For better or worse, our own campus is not alone and far from the worst in harboring thought police in our student body and faculty and demonstrating such contempt for an opposing opinion. Harvard President Lawrence Summers earned his place on the academic blacklist as soon as he uttered the mere suggestion that research should be conducted on whether biological factors have anything to do with the noticeable absence of women in the fields of engineering and the hard sciences. The headmaster of a private high school in Seattle yielded to two liberal activist faculty members when they requested that conservative scholar Dinesh D’Souza be uninvited from speaking as part of a distinguished lecture series.
Even though the headmaster willingly and immediately complied, the teachers filed a lawsuit seeking monetary compensation for what they claimed was an attempt to create a “culture of fear” on the campus. The enemies of free speech were at it again at a forum on immigration at Columbia University earlier this month. When a member of the Minuteman Project, Jim Gilchrist, took the stage for his turn to speak, so, too, did protestors who began overturning tables and unfurling banners. Campus police were forced to shut down the program after 15 minutes, and once more a group was successful in asserting unlawful authority over determining what others should and should not be allowed to hear.

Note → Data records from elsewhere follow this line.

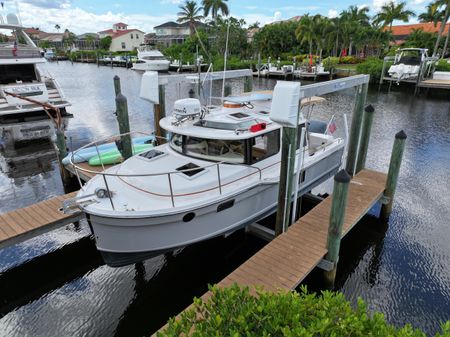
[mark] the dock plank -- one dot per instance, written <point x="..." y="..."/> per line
<point x="27" y="222"/>
<point x="285" y="261"/>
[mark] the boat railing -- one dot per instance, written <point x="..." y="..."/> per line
<point x="172" y="194"/>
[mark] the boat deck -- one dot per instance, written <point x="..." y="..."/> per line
<point x="28" y="222"/>
<point x="285" y="261"/>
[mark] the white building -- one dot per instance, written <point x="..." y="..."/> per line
<point x="123" y="39"/>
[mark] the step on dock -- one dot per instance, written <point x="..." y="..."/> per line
<point x="25" y="223"/>
<point x="285" y="261"/>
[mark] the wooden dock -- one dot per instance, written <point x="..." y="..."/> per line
<point x="25" y="223"/>
<point x="285" y="261"/>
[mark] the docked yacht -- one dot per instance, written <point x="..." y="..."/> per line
<point x="407" y="63"/>
<point x="23" y="88"/>
<point x="218" y="172"/>
<point x="150" y="59"/>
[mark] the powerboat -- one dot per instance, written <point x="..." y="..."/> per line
<point x="24" y="89"/>
<point x="407" y="63"/>
<point x="218" y="172"/>
<point x="150" y="59"/>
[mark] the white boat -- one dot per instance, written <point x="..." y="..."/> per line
<point x="219" y="172"/>
<point x="150" y="59"/>
<point x="23" y="87"/>
<point x="407" y="63"/>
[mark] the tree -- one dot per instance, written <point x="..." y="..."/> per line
<point x="190" y="13"/>
<point x="390" y="12"/>
<point x="214" y="7"/>
<point x="105" y="42"/>
<point x="446" y="5"/>
<point x="433" y="14"/>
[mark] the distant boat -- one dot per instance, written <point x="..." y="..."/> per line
<point x="151" y="59"/>
<point x="407" y="63"/>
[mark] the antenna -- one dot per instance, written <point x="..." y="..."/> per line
<point x="225" y="59"/>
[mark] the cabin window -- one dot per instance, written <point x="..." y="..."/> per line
<point x="265" y="146"/>
<point x="17" y="73"/>
<point x="231" y="151"/>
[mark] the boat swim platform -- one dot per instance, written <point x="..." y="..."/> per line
<point x="285" y="261"/>
<point x="28" y="222"/>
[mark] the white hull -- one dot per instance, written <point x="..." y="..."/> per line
<point x="129" y="239"/>
<point x="152" y="66"/>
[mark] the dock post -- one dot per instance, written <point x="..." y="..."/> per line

The liberal activists in academia who have allowed visiting scholars and politicians alike be so thoroughly disrespected purely because they have an opposing point of view ought to be ashamed of themselves. It is intellectually dishonest and frankly, unfair to the students and patrons of any institution to be disallowed from hearing the other side. Two amazing freedoms we hold sacred in this country are the freedom of speech and the freedom of choice.

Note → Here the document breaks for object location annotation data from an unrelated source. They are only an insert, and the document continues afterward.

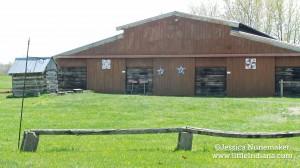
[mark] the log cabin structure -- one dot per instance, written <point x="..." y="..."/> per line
<point x="41" y="76"/>
<point x="179" y="54"/>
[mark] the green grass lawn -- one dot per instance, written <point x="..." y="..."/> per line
<point x="5" y="82"/>
<point x="94" y="110"/>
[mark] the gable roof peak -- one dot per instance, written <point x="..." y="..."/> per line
<point x="183" y="15"/>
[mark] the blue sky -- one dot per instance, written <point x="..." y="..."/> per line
<point x="55" y="26"/>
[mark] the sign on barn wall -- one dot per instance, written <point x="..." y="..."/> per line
<point x="250" y="63"/>
<point x="180" y="70"/>
<point x="160" y="71"/>
<point x="106" y="64"/>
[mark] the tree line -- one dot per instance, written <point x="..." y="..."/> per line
<point x="278" y="18"/>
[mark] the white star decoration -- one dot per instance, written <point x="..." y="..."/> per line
<point x="160" y="71"/>
<point x="181" y="70"/>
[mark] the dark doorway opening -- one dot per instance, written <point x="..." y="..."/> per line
<point x="291" y="78"/>
<point x="210" y="82"/>
<point x="139" y="80"/>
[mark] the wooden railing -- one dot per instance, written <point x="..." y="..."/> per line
<point x="31" y="137"/>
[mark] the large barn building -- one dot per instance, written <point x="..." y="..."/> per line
<point x="185" y="55"/>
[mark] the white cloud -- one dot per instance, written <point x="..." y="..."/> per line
<point x="56" y="26"/>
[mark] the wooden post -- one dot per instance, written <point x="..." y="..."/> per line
<point x="281" y="87"/>
<point x="30" y="142"/>
<point x="185" y="141"/>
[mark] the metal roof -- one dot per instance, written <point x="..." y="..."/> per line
<point x="34" y="65"/>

Those academics that have been invited to speak at a university or other venue have the freedom to say what they wish, and any person, faculty or otherwise, have the freedom to choose not to attend, which, by all means, they should take advantage of if they are so afraid of subjecting their own convictions to mild scrutiny. In the actions of groups like the one that stormed the stage at Columbia recently, both of these freedoms are subsequently vanquished. When liberal activists take the stage, protest and picket for the removal of a speaker, they are inhibiting the freedoms of those who have rightfully made the other choice, to attend, to listen, and to allow for the possibility of learning. If they deem their own opinions and positions morally and intellectually superior, how could they think them so vulnerable to the logic of another? Why is it that they can’t they be satisfied with their own choice to abstain from listening and must insist on making the choice for everyone else who wishes to? Is it the same reason so many professors feel it acceptable to transform the classroom’s lectern into their political pulpit and their subject matter into the political indoctrination of their students to their own, typically far left, ideas?
Intellectual debate and the informed exchange of ideas are crucial components of democracy in the same way that the maintenance of our civil liberties are, and now more than ever before, the two appear to be mutually dependent. No matter where in the political spectrum you lie, if you value your freedom and your democracy, you cannot and should not tolerate liberal intellectuals violating both, and deciding for you what you should and should not be exposed to.
Daily Nexus columnist Courtney Stevens was served a gag order after she made an unprecedented appearance at Burning Man.